O empresário Renê da Silva Nogueira Júnior foi indiciado pela Polícia Civil por homicídio duplamente qualificado, porte ilegal de arma e ameaça após a morte do gari Laudemir de Souza Fernandes, no dia 11 de agosto. Câmeras filmaram o empresário antes, durante e depois do cometimento do crime, o que potencializo a repercussão do caso.

O empresário atirou no gari após uma discussão em relação à prioridade para passar na via onde o gari trabalhava com colegas recolhendo o lixo. Depois, o autor do disparo foi filmado em seu condomínio, seguindo rotina de um dia normal, chegando a se dirigir à academia de musculação, onde foi detido.
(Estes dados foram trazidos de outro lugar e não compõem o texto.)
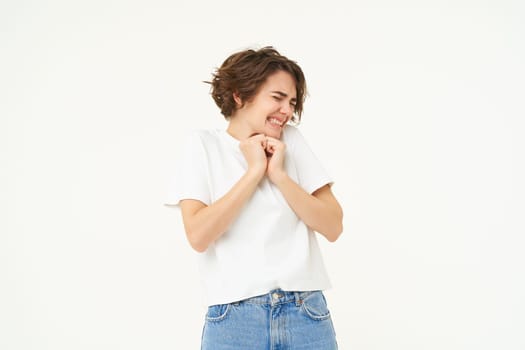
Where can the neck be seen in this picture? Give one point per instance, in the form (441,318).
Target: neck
(237,129)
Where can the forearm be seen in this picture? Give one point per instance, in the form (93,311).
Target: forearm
(323,215)
(210,222)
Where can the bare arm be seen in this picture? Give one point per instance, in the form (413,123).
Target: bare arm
(320,210)
(204,224)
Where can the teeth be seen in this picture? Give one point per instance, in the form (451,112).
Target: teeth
(274,121)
Simples assim: “Matou o gari e foi para academia”.

A situação remete a uma versão real de um filme de sucesso: “Matou a família e foi ao cinema”, filme brasileiro de 1969, dirigido e escrito por Júlio Bressane. Em 1991, foi lançada uma refilmagem, dirigida por Neville de Almeida.

Outro caso recente, documentado por câmeras, foi a morte do delegado Ruy Ferraz, ex-delegado-geral da Polícia Civil de São Paulo.  O crime ocorreu no dia 15 de setembro passado. Câmeras de segurança gravaram toda a ação de execução. As imagens mostraram ao menos seis envolvidos saindo de um dos três carros usados na perseguição ao veículo do ex-delegado. Foram efetuados pelo menos 21 disparos, de acordo com peritos. Ruy Ferraz foi atingido com ao menos 12 tiros de fuzis.

As imagens estão ajudando nas investigações. Exames de DNA e impressões digitais permitiram as primeiras identificações dos envolvidos.

A era da vigilância caminha para se tornar também a era da perícia digital.